Subject: Re: [PATCH 5/6] perf_counter: kerneltop: mmap_pages argument
From: Peter Zijlstra <peterz@infradead.org>
To: Ingo Molnar <mingo@elte.hu>
Cc: linux-kernel@vger.kernel.org, Paul Mackerras <paulus@samba.org>,
       Mike Galbraith <efault@gmx.de>, Arjan van de Ven <arjan@infradead.org>,
       Wu Fengguang <fengguang.wu@intel.com>
In-Reply-To: <1237985832.7972.930.camel@twins>
References: <20090325113021.781490788@chello.nl>
	 <20090325113317.104545398@chello.nl> <20090325121811.GC11571@elte.hu>
	 <1237984033.7972.865.camel@twins> <20090325123514.GB28639@elte.hu>
	 <1237984864.7972.896.camel@twins>  <20090325125407.GA32744@elte.hu>
	 <1237985832.7972.930.camel@twins>
Content-Type: text/plain
Content-Transfer-Encoding: 7bit
Date: Wed, 25 Mar 2009 15:52:54 +0100
Message-Id: <1237992774.7972.1178.camel@twins>
Mime-Version: 1.0
Sender: linux-kernel-owner@vger.kernel.org
Content-Length: 5612
Lines: 201

On Wed, 2009-03-25 at 13:57 +0100, Peter Zijlstra wrote:
> On Wed, 2009-03-25 at 13:54 +0100, Ingo Molnar wrote:
> > * Peter Zijlstra <a.p.zijlstra@chello.nl> wrote:
> > 
> > > On Wed, 2009-03-25 at 13:35 +0100, Ingo Molnar wrote:
> > > 
> > > > > Also, when mixing streams (events,mmap) is a single: you missed 
> > > > > 'n' events still good?
> > > > 
> > > > How would such mixing work? Multiple counters streaming into the 
> > > > same mmap area?
> > > 
> > > No basically having overflow events and mmap-vma changed events in 
> > > a single output stream.
> > 
> > ah, and i missed the impact of variable size records - that too 
> > makes it somewhat impractical to emit overflow records in situ. (the 
> > kernel does not really know the precise start of the previous 
> > record, typically.)
> 
> Alternatively, we could simply not emit new events until the read
> position increases,. that's much simpler.
> 
> Still don't like mapping the stuff writable though..
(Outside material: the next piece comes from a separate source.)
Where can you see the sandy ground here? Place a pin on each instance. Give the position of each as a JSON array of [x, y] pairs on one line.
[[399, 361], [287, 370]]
This is what it would look like I suppose...

Any thoughts?

Not-signed-off-by: me
---
 include/linux/perf_counter.h |    4 ++
 kernel/perf_counter.c        |   67 +++++++++++++++++++++++++++++++++++++----
 2 files changed, 64 insertions(+), 7 deletions(-)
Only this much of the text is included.